Following a recent discussion with friends on where to find advice about approaching literary agents, I’ve realised just how many excellent resources there are.
Here’s a round-up of some places to go for inside information:
Help from agents themselves
Carole Blake’s book From Pitch to Publication provides a comprehensive and very readable explanation of everything that goes into pitching and selling a book. The advice takes you from the point where you try to win an agent over to the time when it’s your end reader you want to convince.
Wade and Doherty provide writing advice for would-be clients on their website.
Caroline Sheldon helpfully lists her twelve pet submission hates.
And Andrew Lownie shares fifteen no-nonsense tips to follow when seeking representation.

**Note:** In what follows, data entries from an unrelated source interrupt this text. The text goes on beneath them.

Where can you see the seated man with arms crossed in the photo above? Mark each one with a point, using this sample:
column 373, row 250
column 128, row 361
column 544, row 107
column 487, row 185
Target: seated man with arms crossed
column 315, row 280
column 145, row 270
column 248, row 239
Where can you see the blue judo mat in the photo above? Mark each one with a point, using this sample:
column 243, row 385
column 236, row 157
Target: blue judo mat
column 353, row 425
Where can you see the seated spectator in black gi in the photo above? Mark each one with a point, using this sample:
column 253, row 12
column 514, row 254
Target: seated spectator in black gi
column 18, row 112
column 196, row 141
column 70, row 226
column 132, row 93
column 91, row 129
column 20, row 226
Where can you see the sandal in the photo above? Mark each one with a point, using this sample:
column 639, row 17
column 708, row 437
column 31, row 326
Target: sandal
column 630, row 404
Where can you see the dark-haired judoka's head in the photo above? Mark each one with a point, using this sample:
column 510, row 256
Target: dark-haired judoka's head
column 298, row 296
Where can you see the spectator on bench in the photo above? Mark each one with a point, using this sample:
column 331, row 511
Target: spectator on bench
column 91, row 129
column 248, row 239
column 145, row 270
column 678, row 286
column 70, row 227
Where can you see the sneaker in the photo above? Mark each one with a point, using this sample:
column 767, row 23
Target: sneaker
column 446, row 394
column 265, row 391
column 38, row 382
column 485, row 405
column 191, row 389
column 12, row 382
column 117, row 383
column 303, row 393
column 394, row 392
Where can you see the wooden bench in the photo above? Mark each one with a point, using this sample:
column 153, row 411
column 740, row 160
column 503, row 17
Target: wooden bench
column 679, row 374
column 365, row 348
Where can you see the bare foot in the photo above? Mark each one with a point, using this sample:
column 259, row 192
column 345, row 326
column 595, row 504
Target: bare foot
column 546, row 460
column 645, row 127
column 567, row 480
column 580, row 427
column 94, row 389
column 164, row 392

Publications and networking for writers
For help with Andrew Lownie’s tip number 5, you can visit Writers and Artists Online, the site associated with the Writers’ and Artists’ Yearbook. Here you can look up agents you are interested in and find out exactly how each likes to receive submissions. Obviously checking on individual websites is the surest way of getting up-to-date instructions, but one or two don’t have an on-line presence, so the WAYB site is still a useful resource. A copy of the directory itself is also invaluable for initial browsing.
The Bookseller is good for general industry news including agent moves.
And for networking, I would really recommend Twitter. Generally, agents hate being pitched to there, but reading their tweets can give a hint as to what they’re after and any pet hates they have. And of course, it’s a sociable place where you can join in conversations casually and build relationships (so long as you’re not too pushy!)
The benefits of surfing
Googling an agent’s name sometimes produces links to interviews, either with the agent or one of their authors, giving further useful background information.
Getting published without an agent – update 2021
Generally speaking, if you’re hoping to see your work in bookshops/supermarkets, you need an agent – they act as gatekeepers for the editors who publish those books. Beyond that, I’ve heard many authors say a good agent is worth their weight in gold, so you might want one in any case.
However, these days there are a number of publishers whose primary focus is ebooks, and they will often accept unagented submissions. My own publisher, Bookouture, is a case in point and a brilliant organisation to work with. All my books are available as paperbacks, via print-on-demand, but the focus is on selling digital books.
If you do decide to work direct with a publisher, it’s a good idea to join an organisation such as The Society of Authors. They have a team of legal advisers who will review your contract and alert you to any aspects they think you should query, as well as explaining unfamiliar terms. (You can join the SoA as soon as you have a contract. They will vet it for you before you sign. They are UK-based, so if you’re in another territory, you might want to check for a local equivalent.)